I hadn’t looked at my browser marketshare in a while, so I fired up Google Analytics:
Rough browser numbers are
OneStat says that they see 0.54% share for Google Chrome. Net Applications provides an hour-by-hour graph, which is nice, but they hardwired it to look for the string “Chrome 0.2″ when Chrome is on version 0.3 or 0.4 by now. Just eyeballing the Chrome 0.3 version stats, it looked like about 0.85% market share according to Net Applications. Hey Net Applications folks, any chance you’d be willing to roll up all the Chrome versions into your hourly report?

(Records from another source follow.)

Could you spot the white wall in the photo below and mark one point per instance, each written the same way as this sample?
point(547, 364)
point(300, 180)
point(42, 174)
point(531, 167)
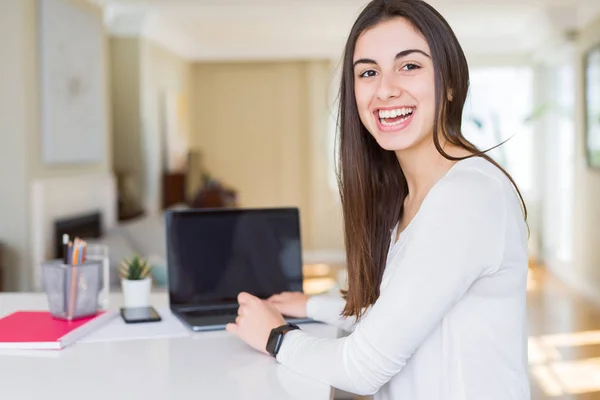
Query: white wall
point(20, 137)
point(587, 184)
point(578, 261)
point(13, 140)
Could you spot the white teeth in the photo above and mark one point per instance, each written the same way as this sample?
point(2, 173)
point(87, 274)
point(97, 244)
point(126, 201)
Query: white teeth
point(395, 112)
point(401, 120)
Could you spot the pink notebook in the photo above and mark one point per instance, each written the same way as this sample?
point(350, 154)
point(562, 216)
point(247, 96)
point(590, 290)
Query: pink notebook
point(39, 330)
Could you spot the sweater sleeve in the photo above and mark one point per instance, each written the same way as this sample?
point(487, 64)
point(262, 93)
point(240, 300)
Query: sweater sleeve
point(328, 308)
point(459, 238)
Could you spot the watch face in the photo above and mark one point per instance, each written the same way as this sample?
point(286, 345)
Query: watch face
point(274, 341)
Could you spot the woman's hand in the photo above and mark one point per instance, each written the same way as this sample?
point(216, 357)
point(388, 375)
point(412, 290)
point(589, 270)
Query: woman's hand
point(256, 318)
point(291, 304)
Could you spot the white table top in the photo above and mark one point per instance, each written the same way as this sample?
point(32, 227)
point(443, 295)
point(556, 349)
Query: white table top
point(209, 365)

I hadn’t realized that Internet Explorer usage had dropped so low for my site (~26%). What does your browser marketshare stats look like for the last month or so for your site(s)?

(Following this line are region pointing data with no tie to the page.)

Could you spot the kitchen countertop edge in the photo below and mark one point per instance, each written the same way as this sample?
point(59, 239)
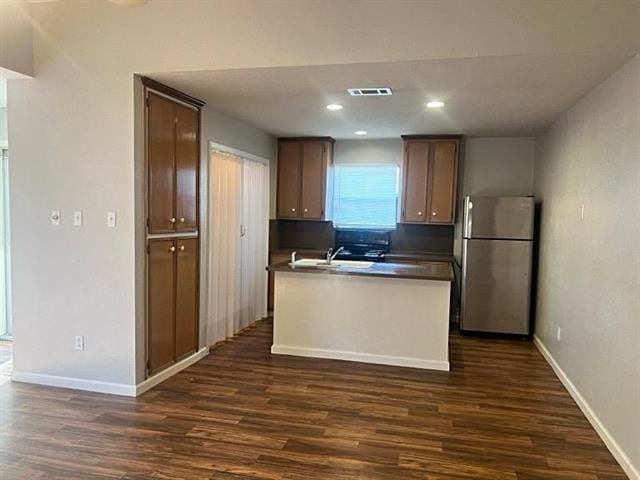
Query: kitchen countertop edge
point(379, 270)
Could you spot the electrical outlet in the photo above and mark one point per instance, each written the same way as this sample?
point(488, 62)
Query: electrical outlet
point(55, 217)
point(111, 219)
point(77, 218)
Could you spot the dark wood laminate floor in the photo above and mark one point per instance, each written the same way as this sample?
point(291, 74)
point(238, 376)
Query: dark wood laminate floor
point(244, 414)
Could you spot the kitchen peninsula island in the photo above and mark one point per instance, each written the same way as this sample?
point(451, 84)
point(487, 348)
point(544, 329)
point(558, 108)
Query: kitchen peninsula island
point(384, 313)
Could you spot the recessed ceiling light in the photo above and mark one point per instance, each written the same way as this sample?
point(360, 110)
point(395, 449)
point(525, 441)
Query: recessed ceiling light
point(435, 104)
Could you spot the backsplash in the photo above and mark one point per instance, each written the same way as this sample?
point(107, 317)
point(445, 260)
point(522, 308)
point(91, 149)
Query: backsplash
point(320, 236)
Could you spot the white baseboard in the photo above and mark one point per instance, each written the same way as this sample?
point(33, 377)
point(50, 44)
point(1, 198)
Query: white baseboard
point(108, 387)
point(615, 449)
point(74, 383)
point(361, 357)
point(171, 371)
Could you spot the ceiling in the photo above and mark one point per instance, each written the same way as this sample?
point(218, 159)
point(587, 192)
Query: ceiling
point(484, 96)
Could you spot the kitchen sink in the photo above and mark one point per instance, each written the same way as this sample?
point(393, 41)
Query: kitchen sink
point(314, 263)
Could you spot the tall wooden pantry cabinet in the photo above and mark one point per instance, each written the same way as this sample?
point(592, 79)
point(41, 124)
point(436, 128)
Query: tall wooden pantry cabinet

P.S. Stephen Shankland writes about switching to Google Chrome because of the speed, while ExtremeTech also concluded that Chrome is speedy. And if you haven’t seen it, there’s a new version of Chrome (0.4.154.25) that adds a couple nice features:
Bookmark manager with import/export.
Use the ‘Customize and control Google Chrome’ (wrench) menu to open the Bookmark manager. You can search bookmarks, create folders, and drag and drop bookmarks to new locations. The Bookmark Manager’s Tools menu lets you export or import bookmarks.
Privacy section in Options.
We grouped together all of the configuration options for features that might send data to another service. Open the wrench menu, click Options, and select the Under the Hood tab.
Personally, I run the dev channel version of Chrome because I like to see what cool features are coming soon. I think the dev channel has averaged weekly updates, which is really nice because you can literally watch plug-in fixes and other improvements arrive every few days. It’s wild to see client software updated that often instead of every few months.